Select Page

Challenging moments, days or weeks are inevitable. It’s part of our dance with the unfolding of life. How we choose to be in those challenging moments tells us and our team more about who we are than any number of smooth sailing moments, days or weeks. How we respond in those moments also impacts how we feel within ourselves and the response we demand from our bodies as we get deep in the trenches.

It also speaks to how we see ourselves in this world.

Are we that boat on the stormy sea, pummeled by the relentless angry waves, or are we the boat on the sea carving out the best course of action that’s available to us at that moment, using the power of those waves to move us along to our chosen destination?

I know, easier said than done when you think about the first boat. What feelings rise up in your body now? Think about the second boat. Notice how you’re feeling when you imagine that second boat, stress leaves clues. How you see a situation where you’re the victim of it or the captain of your fate creates feelings that you feel in your body.

Those feelings will either send you into an anxious, indecisive state, or they’ll empower you to think and then act.

Those feelings are signposts of physiological responses that are happening in our body, and it’s important to return from high alert to rest and repair rather than lurching from one stormy sea to the next.

Lurching demand to demand is we burn our lives often. We don’t recognise the lurch until there’s an absence of it. And this is where active recovery makes all the difference, creating even micro-moments of openness, of spaciousness, of resetting so that you get to choose your next best action rather than reacting to what you’ve been interpreting as being in front of you.

Reacting is born out of survival mode

It’s driven by our amygdala. Our amygdala is that part of our brain that’s responsible for determining if something is a threat. It’s often referred to as the seat of our emotions, primarily our fear response, and it works with our limbic system to keep us alive by processing inputs and deciding if they’re a threat, but this fear response is a conditioned response.
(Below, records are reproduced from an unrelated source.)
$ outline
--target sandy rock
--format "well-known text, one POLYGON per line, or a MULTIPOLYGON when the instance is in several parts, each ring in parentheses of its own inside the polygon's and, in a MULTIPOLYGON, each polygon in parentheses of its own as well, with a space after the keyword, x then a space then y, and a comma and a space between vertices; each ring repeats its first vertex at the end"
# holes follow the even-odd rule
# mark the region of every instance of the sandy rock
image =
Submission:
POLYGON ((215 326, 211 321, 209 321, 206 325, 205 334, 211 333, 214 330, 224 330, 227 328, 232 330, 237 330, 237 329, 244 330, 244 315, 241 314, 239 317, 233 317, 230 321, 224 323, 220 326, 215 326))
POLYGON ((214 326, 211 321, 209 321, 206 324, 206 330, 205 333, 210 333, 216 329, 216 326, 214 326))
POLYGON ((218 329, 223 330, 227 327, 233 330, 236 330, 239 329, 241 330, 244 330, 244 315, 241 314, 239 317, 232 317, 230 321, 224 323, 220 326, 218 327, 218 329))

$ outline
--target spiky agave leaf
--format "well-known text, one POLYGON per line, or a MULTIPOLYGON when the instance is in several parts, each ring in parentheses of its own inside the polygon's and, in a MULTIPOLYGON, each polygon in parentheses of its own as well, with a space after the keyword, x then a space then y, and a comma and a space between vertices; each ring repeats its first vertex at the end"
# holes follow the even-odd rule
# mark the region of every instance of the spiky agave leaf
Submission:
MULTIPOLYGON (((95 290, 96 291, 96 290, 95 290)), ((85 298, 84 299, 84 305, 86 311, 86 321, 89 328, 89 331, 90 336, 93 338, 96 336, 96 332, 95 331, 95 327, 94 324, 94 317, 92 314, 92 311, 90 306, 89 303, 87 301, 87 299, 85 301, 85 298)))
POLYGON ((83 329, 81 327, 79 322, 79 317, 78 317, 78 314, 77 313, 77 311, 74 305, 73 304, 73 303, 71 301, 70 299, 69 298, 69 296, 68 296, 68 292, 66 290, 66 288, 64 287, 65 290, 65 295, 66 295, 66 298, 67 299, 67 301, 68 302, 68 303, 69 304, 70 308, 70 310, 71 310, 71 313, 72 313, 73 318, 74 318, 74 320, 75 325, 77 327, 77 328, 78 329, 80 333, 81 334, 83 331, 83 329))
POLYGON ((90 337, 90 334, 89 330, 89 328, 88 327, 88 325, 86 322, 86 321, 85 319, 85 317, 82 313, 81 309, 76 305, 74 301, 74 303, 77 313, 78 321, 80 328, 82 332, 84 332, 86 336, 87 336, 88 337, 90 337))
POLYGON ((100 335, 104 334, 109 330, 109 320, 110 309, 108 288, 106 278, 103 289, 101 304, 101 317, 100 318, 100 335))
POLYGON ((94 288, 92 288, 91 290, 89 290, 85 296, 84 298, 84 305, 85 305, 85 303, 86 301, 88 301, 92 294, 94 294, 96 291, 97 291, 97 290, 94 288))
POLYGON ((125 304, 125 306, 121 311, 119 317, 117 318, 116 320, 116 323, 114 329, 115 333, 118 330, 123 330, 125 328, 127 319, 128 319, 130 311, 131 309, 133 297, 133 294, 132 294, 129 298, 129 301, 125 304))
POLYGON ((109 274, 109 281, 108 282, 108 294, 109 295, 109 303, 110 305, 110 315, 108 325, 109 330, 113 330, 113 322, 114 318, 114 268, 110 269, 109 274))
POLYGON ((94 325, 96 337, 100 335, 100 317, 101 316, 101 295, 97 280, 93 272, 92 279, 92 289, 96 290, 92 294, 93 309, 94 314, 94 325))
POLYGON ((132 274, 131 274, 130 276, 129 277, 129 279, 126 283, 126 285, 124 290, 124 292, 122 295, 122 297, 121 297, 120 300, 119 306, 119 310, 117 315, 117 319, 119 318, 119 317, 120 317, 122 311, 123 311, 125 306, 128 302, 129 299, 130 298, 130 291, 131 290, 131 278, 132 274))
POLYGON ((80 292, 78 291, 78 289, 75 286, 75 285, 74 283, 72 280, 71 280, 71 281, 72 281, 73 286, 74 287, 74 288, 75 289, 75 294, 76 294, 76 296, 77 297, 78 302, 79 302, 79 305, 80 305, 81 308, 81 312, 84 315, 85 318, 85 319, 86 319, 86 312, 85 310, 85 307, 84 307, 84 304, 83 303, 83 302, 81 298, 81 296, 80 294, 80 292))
It’s based on all the meanings we’ve made before the challenges that our amygdala reaction may determine that the new thing is very much like that other thing and that other thing was dangerous. So this event must be dangerous too.

Therefore, I need to fight, flee or freeze, and this is decided in an instant, but here’s the catch.

The new thing may not actually have much in common with the old thing. The person you are today has collected new skills, meanings and experiences since you dealt with that old thing. So what was once perceived as dangerous? It may not be dangerous now, of course, the caveat here is that we’re talking about events that elicit fear as opposed to dangerous things, like a log falling out of the fire or leaving the frying pan on with the stove elements still on.

Those things were and always will be dangerous and in need of a prompt response. When we respond to something, we engage our prefrontal cortex, and this is the part of our brain where the executive thinking takes place, it’s where we analyse, where we apply reason, compare risks to rewards, make decisions and solve problems.

When we react, because we’ve engaged the amygdala. We can only choose a course of action based on what we’ve done before, what we’ve heard before or what we’ve seen in the past. Choose to engage the prefrontal cortex instead, and suddenly other possibilities will come to mind, but here’s the tricky bit.

Reacting is in the moment

It rears up as the first line of response it’s referred to as the amygdala hijack. Strong emotions such as fear, anger or that super duper amp-up excitement take over and you’re simply not able to think. Do you know somebody who has told their boss to stick their job up the proverbial?

Have you ever driven with somebody triggered into road rage? That’s the amygdala hijacking action, and it’s a normal physiological response now, what matters most is that you notice it at the moment and that you move on from it before you buy the thing or put that bet on or yell at your boss.

This reaction is diluted when there’s a delay. This is where choosing to respond comes in. So, you’re in the moment and you’re pissed. You’re red in the face, you can hear your blood pressure pounding in your ears. What do you do? Well, the first thing you want to do is breathe, consciously, slowly in and out, until the intensity of your reaction begins to dilute.

delay your reaction

Put a smile on your face. It increases dopamine, serotonin, and it gets those endorphins going. Now that you’ve created that space, ask yourself, how will I choose to respond to this? Or ask yourself, what’s my next best action in relation to this? Now, for the most important step?

Wait. Oh, I know you don’t want to. What’s with the waiting? Well, it introduces a delay in the data being fed to your amygdala, because there’s an inverse relationship between your amygdala and your prefrontal cortex, so when your amygdala is busy, your prefrontal cortex simply can’t get a word in edgeways.

Create delay, and you give your prefrontal cortex an opportunity to get to work. Now, once your prefrontal cortex is in the driving seat, you’re able to bring a variety of possibilities, some never tried before, and double bonus, your amygdala has no choice but to take a back seat.

So next time you’re in the midst of something challenging, remember, your amygdala wants you to be safe, but it only knows safety based on the meanings that were made before. Choose to take a breath and put your prefrontal cortex in the driving seat. Choose to respond rather than react.